An ibis table with filtered transactions and added period_name column.

Raises:

Type Description
ValueError

If any value in period_ranges is not a tuple of length 2.

Source code in pyretailscience/utils/date.py
def filter_and_label_by_periods(
    transactions: ibis.Table,
    period_ranges: dict[str, tuple[datetime, datetime] | tuple[str, str]],
) -> ibis.Table:
    """Filters transactions to specified time periods and adds period labels.

    This function filters transactions based on specified time periods and adds a new column indicating the period name.
    It is useful for analyzing transactions within specific date ranges and comparing KPIs between them.

    Example:
        transactions = ibis.table("transactions")
        period_ranges = {
            "Q1": ("2023-01-01", "2023-03-31"),
            "Q2": ("2023-04-01", "2023-06-30"),
        }
        filtered_transactions = filter_and_label_by_periods(transactions, period_ranges)
        # filtered_transactions will only contain transactions from the date ranges specified in Q1 and Q2 and a new
        # column 'period_name' will be in the table defining the period for each transaction.

    Args:
        transactions (ibis.Table): An ibis table with a transaction_date column.
        period_ranges (dict[str, tuple[datetime, datetime] | tuple[str, str]]): Dict where keys are period names and
            values are(start_date, end_date) tuples.

    Returns:
        An ibis table with filtered transactions and added period_name column.

    Raises:
        ValueError: If any value in period_ranges is not a tuple of length 2.
    """
    branches = []

    for period_name, date_range in period_ranges.items():
        if not (isinstance(date_range, tuple) and len(date_range) == 2):  # noqa: PLR2004 - Explained in the error below
            msg = f"Period '{period_name}' must have a (start_date, end_date) tuple"
            raise ValueError(msg)

        period_condition = transactions[get_option("column.transaction_date")].between(date_range[0], date_range[1])
        branches.append((period_condition, ibis.literal(period_name)))

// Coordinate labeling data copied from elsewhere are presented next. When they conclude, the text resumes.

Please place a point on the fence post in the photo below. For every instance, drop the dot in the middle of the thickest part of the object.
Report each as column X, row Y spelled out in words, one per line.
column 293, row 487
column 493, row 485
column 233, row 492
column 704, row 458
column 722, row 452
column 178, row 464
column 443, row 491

    conditions = ibis.or_(*[condition[0] for condition in branches])
    return transactions.filter(conditions).mutate(period_name=ibis.cases(*branches))

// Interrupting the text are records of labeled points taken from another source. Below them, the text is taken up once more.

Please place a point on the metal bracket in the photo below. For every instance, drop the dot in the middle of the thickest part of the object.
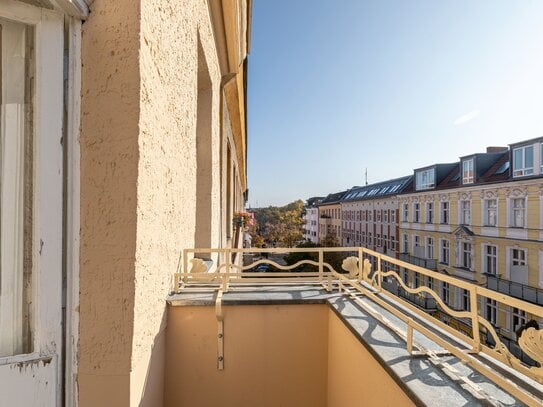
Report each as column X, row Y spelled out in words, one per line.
column 220, row 330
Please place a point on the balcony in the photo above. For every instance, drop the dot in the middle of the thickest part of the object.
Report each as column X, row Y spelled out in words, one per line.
column 331, row 335
column 429, row 264
column 517, row 290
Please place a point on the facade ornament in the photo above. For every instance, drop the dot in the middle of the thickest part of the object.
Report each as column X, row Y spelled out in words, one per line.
column 516, row 192
column 489, row 194
column 531, row 342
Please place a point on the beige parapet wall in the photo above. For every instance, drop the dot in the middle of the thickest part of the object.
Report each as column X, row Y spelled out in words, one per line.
column 275, row 355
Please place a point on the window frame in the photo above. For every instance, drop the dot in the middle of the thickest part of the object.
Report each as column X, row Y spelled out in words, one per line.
column 48, row 180
column 468, row 178
column 523, row 170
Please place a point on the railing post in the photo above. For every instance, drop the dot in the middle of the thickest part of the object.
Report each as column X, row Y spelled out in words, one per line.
column 226, row 277
column 321, row 267
column 379, row 273
column 360, row 264
column 474, row 309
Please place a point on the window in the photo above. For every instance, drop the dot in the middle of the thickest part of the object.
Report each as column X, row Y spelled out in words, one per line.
column 465, row 212
column 445, row 249
column 491, row 311
column 517, row 212
column 518, row 257
column 416, row 212
column 16, row 195
column 445, row 213
column 467, row 171
column 445, row 292
column 465, row 305
column 523, row 161
column 430, row 212
column 518, row 318
column 405, row 248
column 466, row 255
column 491, row 259
column 491, row 212
column 425, row 179
column 430, row 283
column 429, row 248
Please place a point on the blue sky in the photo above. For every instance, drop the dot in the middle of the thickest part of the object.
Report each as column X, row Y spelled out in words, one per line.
column 338, row 86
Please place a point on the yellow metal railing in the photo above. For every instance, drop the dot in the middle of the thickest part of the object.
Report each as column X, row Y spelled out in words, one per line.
column 363, row 272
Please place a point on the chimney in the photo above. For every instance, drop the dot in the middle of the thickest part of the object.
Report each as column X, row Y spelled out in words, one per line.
column 496, row 149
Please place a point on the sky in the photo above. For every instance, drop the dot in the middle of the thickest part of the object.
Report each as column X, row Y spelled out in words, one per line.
column 338, row 86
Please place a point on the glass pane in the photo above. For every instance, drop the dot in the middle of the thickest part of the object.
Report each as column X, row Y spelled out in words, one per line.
column 16, row 186
column 517, row 159
column 529, row 157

find_overlapping_periods(start_date, end_date, return_str=True)

Find overlapping time periods within the given date range, split by year.

This function generates overlapping periods between a given start date and end date. The first period will start from the given start date, and each subsequent period will start on the same month and day for the following years, ending each period on the same month and day of the end date but in the subsequent year, except for the last period, which ends at the provided end date.

Note

This function does not adjust for leap years. If the start or end date is February 29, it may cause an issue in non-leap years.

Parameters:

Name Type Description Default
start_date Union[datetime, str]

The starting date of the range, either as a datetime object or 'YYYY-MM-DD' string.

required
end_date Union[datetime, str]

The ending date of the range, either as a datetime object or 'YYYY-MM-DD' string.

required
return_str bool

If True, returns dates as ISO-formatted strings ('YYYY-MM-DD'). If False, returns datetime objects. Defaults to True.

True

Returns:

Type Description
list[tuple[str | datetime, str | datetime]]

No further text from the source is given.